10年近く一緒にいるけど、3年も離れるなんて想像つかない。
「俺も突然だったから正直まだ戸惑ってる。かなちゃんが戸惑うのも無理ないよ。答えを焦って出す必要もない。部長も焦らなくていいって言ってくれてる。だからゆっくり考えて。答えが出るまで俺何度でも話したいって思ってるから」
そう言い終えてやっと顔を上げた。
やっぱり少し目が赤かった。
身体は大きいのにこういう時はすぐ泣いちゃう人。
前に一緒にテレビを見ていたとき、動物の感動系の話を食い入るように見て泣いていた。
そのとき年々涙もろくなってきたと強がっていたが、私は出会った頃から涙もろいと思っている。
私も洋ちゃんのそばには居たいと思ってる。
だけど、これはそんなレベルの話じゃない。
自分の今の仕事や、その3年間をどう過ごすか。
家族や友人に3年も会えなくなる。
別に今でもそんなに頻繁に会っているわけではないけど、会えなくなると思うと急に寂しくなる。

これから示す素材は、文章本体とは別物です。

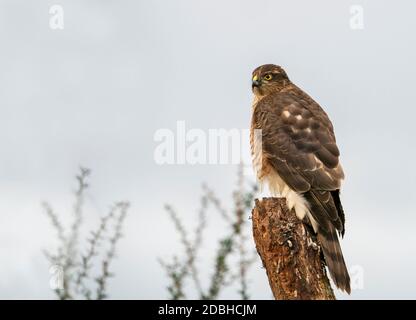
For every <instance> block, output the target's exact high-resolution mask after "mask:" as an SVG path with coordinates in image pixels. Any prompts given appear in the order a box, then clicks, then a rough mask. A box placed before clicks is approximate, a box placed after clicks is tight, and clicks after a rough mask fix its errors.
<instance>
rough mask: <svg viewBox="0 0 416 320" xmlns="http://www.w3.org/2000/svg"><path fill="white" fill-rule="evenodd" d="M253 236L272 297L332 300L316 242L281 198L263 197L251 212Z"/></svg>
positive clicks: (294, 298)
mask: <svg viewBox="0 0 416 320" xmlns="http://www.w3.org/2000/svg"><path fill="white" fill-rule="evenodd" d="M252 216H253V236H254V241H255V243H256V248H257V252H258V253H259V255H260V257H261V259H262V261H263V265H264V267H265V269H266V272H267V277H268V278H269V283H270V287H271V289H272V292H273V295H274V297H275V299H284V300H334V299H335V296H334V293H333V291H332V288H331V285H330V283H329V280H328V277H327V275H326V270H325V267H324V262H323V261H322V258H321V254H320V248H319V245H318V242H317V240H316V238H315V236H314V235H313V232H311V230H310V228H308V227H306V226H305V225H304V224H303V223H302V222H301V221H300V220H299V219H298V218H297V217H296V215H295V213H294V211H293V210H292V211H289V209H288V208H287V206H286V200H285V199H284V198H263V200H261V201H259V200H258V199H256V204H255V207H254V209H253V212H252Z"/></svg>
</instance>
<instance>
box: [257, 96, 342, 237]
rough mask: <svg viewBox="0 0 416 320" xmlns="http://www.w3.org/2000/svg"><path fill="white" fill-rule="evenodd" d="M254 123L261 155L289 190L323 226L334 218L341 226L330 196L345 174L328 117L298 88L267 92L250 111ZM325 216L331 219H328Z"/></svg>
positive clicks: (336, 188)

これは、いろんなことに向き合って考えるべきだと判断し、
「洋ちゃん話してくれてありがとう。すぐに返事をすることはできないけど、私も私なりに考えてみるね。もし部長さんから何か言われたらその都度教えてもらえたら嬉しい。ちゃんと、2人で決めようね」
10年近く一緒にいて、ずっと守ってきていること。
“2人のことは、2人で決める”
その言葉に少し安心したのか、
「ありがとう」と言って私の横に座り出した。
「どうしたの?」
「今日はかなちゃんの隣でご飯食べることにしたの。冷めちゃったよね、温め直そう」
そう言って彼はレンジの方へお皿を運び出した。
私もその背中を追いかけ、
「なんで洋ちゃんのご飯が先なの?」
「え!かなちゃんそんなにお腹空いてたの?」といつも通りの私たちに戻った。